I think the best thing to do is what makes you feel better. If matt is solely measuring based on the analytics, he knows his answer. For my wife, watching the principal fall every month is not only rewarding, but adds to her piece of mind - knowing she could handle the mortgage alone, should something happen to me. To her that is more valuable than watching the retirement balance rise.
Don’t forget that you pay tax on your high-interest savings earnings, so that rate is actually lower, too.
I’m a Dave Ramsey fan, so I see paying off the mortgage early as a step I hope to reach eventually. He says that it makes sense to pre-pay after you’ve eliminated all other debt and are saving substantially for retirement and kids’ college. I think that while putting the same money into investments is likely to have a higher result, prepaying a mortgage might psychologically influence greater saving because it will always lower the principle owed.

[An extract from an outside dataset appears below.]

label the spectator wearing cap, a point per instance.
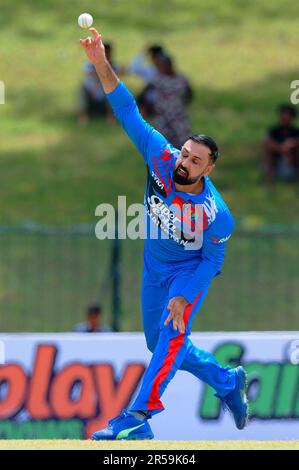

Individuals who are able to save are advised to allocate a portion of their invest assets to different asset classes; at a minimum equities and non equities (usually bonds). When I had a mortgage I always keep my eye in the interest rates being paid on short-mid term CDs. When interest rates on CD’s were low, I would make an additional mortgage payment. I felt that by doing so I was investing in the non equities portion of my asset allocation. I realize that such an investment may tie up one’s funds for years. In a situation like yours, however, you might compare the yield on a 3-5 year CD to your mortage rate and invest accordingly. Our goal was to pay off our mortgage before our two daughters started college. Your goal may be different, a new house, but you still should look for the best return on investment for non tax deferred savings.